Stephen P. Boyd optimization

May 23, 2025

Mathematical Optimization

𐰋𐰍𐰃𐰤

Optimization problem

minimize $ f_0(x) $

subject to $ f_i(x) \leq b_i, \quad i = 1, \dots, m. $

$ x = (x_1, \dots, x_n) $: (vector) optimization variables.
$ f_0: R^n \to R $: objective function.
$ f_i: R^n \to R, \quad i = 1, \dots, m $: (inequality) constraint functions.

optimal solution $ x^* $

has the smallest value of $ f_0 $
satisfies the constraints.

for any $ z $ with $ f_1(z) \leq b_1, \dots, f_m(z) \leq b_m $, we have $ f_0 (z) \geq f_0(x^*) $.

Example

data fitting

variable: model parameters.
constraints: prior info, parameter limits.
objective: measure of misfit or prediction error.

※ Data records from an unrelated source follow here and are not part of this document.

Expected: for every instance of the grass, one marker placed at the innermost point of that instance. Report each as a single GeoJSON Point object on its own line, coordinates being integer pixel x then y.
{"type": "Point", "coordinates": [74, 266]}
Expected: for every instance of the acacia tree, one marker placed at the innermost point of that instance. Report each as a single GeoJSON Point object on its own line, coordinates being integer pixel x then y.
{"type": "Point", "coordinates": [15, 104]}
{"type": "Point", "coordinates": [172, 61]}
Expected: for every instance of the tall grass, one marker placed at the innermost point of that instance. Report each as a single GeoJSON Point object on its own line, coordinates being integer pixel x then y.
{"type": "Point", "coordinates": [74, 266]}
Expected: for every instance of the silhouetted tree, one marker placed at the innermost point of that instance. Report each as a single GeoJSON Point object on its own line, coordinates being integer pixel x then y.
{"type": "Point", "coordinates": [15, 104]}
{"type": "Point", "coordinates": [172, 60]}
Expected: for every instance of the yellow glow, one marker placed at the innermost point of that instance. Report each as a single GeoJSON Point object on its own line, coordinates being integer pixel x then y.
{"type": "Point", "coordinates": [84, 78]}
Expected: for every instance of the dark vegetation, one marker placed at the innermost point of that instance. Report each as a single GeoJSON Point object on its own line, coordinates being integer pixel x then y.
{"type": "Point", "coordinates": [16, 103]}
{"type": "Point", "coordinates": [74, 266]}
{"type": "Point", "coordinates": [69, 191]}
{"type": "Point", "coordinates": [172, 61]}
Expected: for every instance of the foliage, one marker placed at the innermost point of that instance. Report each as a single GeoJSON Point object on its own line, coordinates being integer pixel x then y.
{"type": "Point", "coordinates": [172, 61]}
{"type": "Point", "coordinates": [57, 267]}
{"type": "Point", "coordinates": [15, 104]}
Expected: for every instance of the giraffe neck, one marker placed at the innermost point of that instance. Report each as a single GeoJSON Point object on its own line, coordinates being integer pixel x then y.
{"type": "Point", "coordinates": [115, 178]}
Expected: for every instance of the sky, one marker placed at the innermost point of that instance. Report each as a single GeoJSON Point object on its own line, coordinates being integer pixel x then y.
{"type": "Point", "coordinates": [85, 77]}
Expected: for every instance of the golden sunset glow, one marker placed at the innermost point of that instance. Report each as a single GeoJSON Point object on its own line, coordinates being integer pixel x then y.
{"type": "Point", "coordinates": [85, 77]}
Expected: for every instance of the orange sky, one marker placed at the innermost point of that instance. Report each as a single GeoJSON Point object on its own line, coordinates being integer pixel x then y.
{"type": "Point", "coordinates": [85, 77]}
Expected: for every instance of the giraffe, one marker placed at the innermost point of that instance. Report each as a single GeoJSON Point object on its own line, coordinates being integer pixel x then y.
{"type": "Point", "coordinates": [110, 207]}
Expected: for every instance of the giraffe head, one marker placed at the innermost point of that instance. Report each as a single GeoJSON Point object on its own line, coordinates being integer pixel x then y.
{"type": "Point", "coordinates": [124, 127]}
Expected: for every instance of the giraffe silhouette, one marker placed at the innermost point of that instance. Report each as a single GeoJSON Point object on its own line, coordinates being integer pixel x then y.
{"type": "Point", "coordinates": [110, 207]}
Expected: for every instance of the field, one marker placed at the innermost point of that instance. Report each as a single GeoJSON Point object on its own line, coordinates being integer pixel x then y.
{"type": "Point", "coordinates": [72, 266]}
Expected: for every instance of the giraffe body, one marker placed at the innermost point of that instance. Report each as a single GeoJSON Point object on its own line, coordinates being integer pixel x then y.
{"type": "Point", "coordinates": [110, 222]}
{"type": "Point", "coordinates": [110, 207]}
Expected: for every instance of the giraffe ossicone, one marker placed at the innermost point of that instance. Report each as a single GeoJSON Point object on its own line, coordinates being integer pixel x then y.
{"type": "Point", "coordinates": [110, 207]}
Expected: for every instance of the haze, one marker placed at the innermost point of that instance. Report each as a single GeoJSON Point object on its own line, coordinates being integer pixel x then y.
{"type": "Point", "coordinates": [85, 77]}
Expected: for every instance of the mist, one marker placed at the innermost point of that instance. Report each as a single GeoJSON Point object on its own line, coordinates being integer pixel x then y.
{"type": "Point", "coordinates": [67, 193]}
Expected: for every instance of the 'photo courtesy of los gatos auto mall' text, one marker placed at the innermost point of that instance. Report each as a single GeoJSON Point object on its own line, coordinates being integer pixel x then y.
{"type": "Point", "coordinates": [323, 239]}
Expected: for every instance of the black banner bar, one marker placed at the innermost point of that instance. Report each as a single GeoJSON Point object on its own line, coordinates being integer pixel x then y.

Classes of Optimization Problem

linear program

the objective and constraint function $ f_0, \dots, f_m $ are linear, $$ f_i (\alpha x + \beta y) = \alpha f_i (x) + \beta f_i (y) $$ for all $ x, y \in R^n $ and all $ \alpha, \beta \in R $.

nonlinear program

the optimization problem is not linear.

convex optimization problems

the objective and constraint functions are convex $$ f_i (\alpha x + \beta y) \leq \alpha f_i (x) + \beta f_i (y) $$

Solving optimization problems

generalize optimization problems

very difficult to solve
methods involve some comprimise, e.g
- very long computation time,
- not always finding the solution

exceptions

least-squares problems.
linear programming problems.
convex optimization problems.

Least-squares problems

no constraints
objective is a sum of squares of terms of the form $ a_i^T x - b_i $:

minimize $$ f_0 (x) = \lVert Ax - b \rVert_2^2 = \sum_{i = 1}^k (a_i^T x - b_i)^2 $$

$ A \in R^{k \times n} $ with $ k \geq n $
$ a_i^T \in R^{1 \times n} $: rows of $ A \quad (a_i \in R^n) $
$ x \in R^n $: (vector) optimization variable
$ b \in R^{k \times 1} $

sovling least-square problems

analytical solution: $ x^* = (A^T A)^{-1} A^T b $
explain

$$ \begin{align*} f(x) &= \lVert Ax - b \rVert_2^2 = (Ax - b)^T (Ax - b)\\ &= (Ax)^T Ax - b^T Ax - (Ax)^T b + b^T b\\ &= x^T A^T Ax - b^T Ax - x^T A^T b + b^T b \end{align*} $$

Since $ b^T A x $ is a scalar $ (1 \times k \cdot k \times n \cdot n \times 1 ) $, we can take transpose $$ b^T A x = (b^T A x)^T = x^T A^T b $$ Thus, $$ f(x) = x^T A^T Ax - 2 b^T Ax + b^T b $$

Take the gradient of $ f(x) $ w.r.t $ x $
- Recall: Rules
  - $ \nabla_x (x^T Q x) = 2 Q x $
  - $ \nabla_x (c^T x) = c $
$$ \nabla f(x) = 2 A^T A x - 2 A^T b $$

To find the minimum, set the gradient to zero: $$ 2 A^T A x - 2 A^T b = 0 \Rightarrow \boxed{ A^T A x = A^T b } $$
reliable and efficient algorithms and software $ \rightarrow $ widely used.
computational time $ \propto n^2 k \quad (A \in R^{k \times n}) $.